Market volatility in February dealt a blow to several major hedge funds, including Millennium Management, Citadel, and Jain Global, as crowded trades and unexpected macro shifts disrupted key strategies, according to a report by Bloomberg.
Multi-strategy hedge funds with an equity market-neutral bias suffered some of the biggest setbacks, particularly those overweight in technology and healthcare stocks, its Jain Global down 1%, Millennium Management losing 1.3%, and
Citadel dropping 1.7%.
A key factor in February’s turbulence was index rebalancing strategies, where traders bet on quarterly or semi-annual changes to stock indices. The strategy turned money-losing in February amid shifting investor sentiment.
The downturn also impacted major macro hedge funds. Haidar Jupiter Fund slumped 6.3%, though it remains up 8.6% year-to-date, while Brevan Howard’s BH Master Fund lost 1.6% in February and is down 4.5% for 2025.

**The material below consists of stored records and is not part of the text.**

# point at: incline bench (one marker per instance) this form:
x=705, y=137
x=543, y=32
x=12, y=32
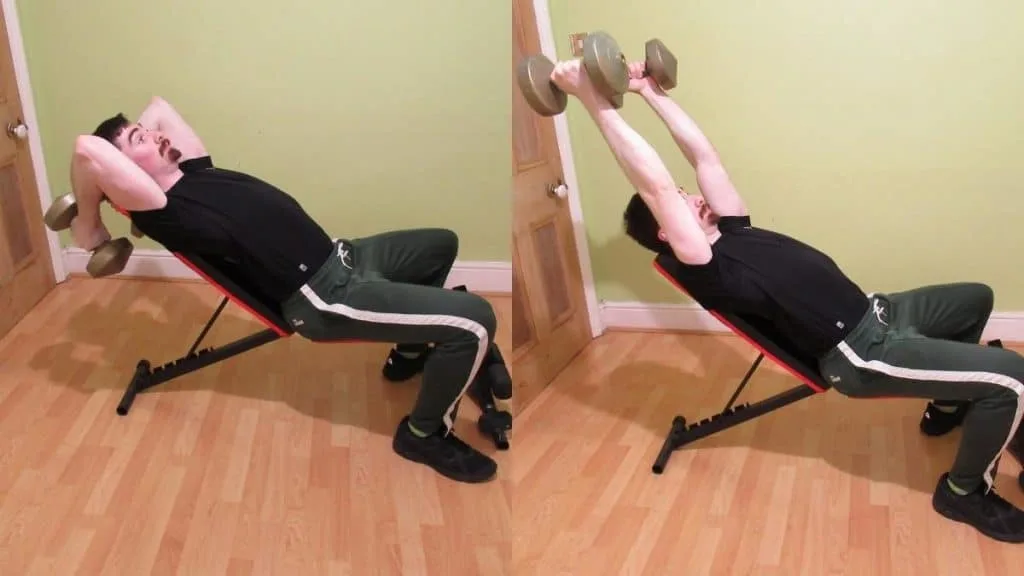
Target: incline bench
x=493, y=422
x=275, y=327
x=769, y=343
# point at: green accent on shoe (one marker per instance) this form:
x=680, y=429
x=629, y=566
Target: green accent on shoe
x=418, y=433
x=956, y=490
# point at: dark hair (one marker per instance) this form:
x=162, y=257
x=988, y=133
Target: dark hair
x=641, y=225
x=110, y=129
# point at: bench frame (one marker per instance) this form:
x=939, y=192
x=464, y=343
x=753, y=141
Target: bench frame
x=757, y=333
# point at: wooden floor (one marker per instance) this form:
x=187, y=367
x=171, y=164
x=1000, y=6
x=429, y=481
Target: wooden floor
x=280, y=462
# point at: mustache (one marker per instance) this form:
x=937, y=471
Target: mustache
x=169, y=152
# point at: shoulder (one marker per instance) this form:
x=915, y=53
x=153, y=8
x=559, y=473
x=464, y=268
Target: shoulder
x=734, y=223
x=196, y=164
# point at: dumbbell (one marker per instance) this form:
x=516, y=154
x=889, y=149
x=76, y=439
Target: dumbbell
x=604, y=64
x=491, y=392
x=108, y=258
x=608, y=70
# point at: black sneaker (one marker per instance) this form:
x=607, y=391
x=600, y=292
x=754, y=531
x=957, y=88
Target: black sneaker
x=398, y=368
x=988, y=513
x=937, y=422
x=445, y=453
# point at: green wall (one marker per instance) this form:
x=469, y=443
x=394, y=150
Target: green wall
x=374, y=115
x=890, y=133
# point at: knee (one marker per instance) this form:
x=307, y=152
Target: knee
x=446, y=242
x=484, y=322
x=982, y=295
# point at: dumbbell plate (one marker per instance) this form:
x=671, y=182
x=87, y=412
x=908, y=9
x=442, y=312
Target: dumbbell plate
x=110, y=258
x=534, y=77
x=606, y=66
x=660, y=64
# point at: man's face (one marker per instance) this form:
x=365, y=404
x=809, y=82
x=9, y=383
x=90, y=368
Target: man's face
x=148, y=149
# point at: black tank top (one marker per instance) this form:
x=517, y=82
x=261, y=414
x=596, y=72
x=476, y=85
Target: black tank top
x=240, y=222
x=756, y=272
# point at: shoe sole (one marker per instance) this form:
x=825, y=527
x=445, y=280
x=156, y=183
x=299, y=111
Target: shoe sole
x=414, y=457
x=955, y=517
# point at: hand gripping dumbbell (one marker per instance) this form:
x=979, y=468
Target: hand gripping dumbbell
x=604, y=64
x=108, y=258
x=491, y=391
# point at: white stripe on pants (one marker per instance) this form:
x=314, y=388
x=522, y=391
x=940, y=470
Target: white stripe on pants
x=947, y=376
x=413, y=320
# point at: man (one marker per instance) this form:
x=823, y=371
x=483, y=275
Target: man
x=921, y=343
x=387, y=287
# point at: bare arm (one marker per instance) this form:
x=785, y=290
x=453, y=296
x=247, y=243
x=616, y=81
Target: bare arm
x=713, y=179
x=99, y=170
x=160, y=115
x=653, y=182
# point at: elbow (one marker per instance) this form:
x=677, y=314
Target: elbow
x=692, y=253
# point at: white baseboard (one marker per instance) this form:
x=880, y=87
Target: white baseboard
x=1008, y=326
x=495, y=278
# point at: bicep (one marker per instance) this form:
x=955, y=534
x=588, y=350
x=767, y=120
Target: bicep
x=681, y=229
x=182, y=135
x=124, y=183
x=718, y=190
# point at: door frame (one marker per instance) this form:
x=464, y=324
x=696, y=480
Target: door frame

Brevan Howard Alpha Strategies, however, gained 0.7%, bringing its year-to-date return to 2.3%.
The backdrop of rising inflation and geopolitical uncertainty, including tariff threats from former President Donald Trump, further exacerbated market volatility.
The so-called Magnificent Seven tech stocks — long a favourite of hedge funds — lost steam in February, as concerns mounted over valuation and AI-driven spending. Meanwhile, European and Asian markets outperformed US equities, with hedge funds focused on Asia gaining 1.9% on average, according to a Goldman Sachs note.